Commentary by Eoin Treacy

Trump Ties Brazil, Argentina Steel Tariffs to U.S. Farm Woes

This article by Brendan Murray and Joe Deaux for Bloomberg may be of interest to subscribers. Here is a section:

Linking his trade agenda with his Fed criticism in an early morning tweet, he said the two South American countries “have been presiding over a massive devaluation of their currencies, which is not good for our farmers.”

The president’s action amounts to retaliation against two nations that have become alternative suppliers of soybeans and other agricultural products to China, grabbing market share away from the U.S. Rural voters, including farmers, are a key constituency for Trump as he heads into the 2020 presidential elections.

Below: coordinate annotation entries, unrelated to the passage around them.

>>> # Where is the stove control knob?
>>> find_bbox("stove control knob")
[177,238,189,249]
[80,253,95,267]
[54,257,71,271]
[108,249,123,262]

While the steel tariffs could crimp trade, the Latin American countries gain much more shipping crops to Chinese buyers. In the first 10 months of the year, Brazil has shipped $25.5 billion in farm products including soybeans and pork to China. That’s more than 10 times the value of steel and iron product sold to the U.S.

Eoin Treacy's view -

This action is as much about the persistent strength of the Dollar as it is about pandering to farm voters in swing states. The US Dollar has been trending higher against the vast majority of international currencies for the last few years. The growth differential the USA has enjoyed has been one factor in that strength but the Fed’s policy of balance sheet contraction and hiking interest rates was more important.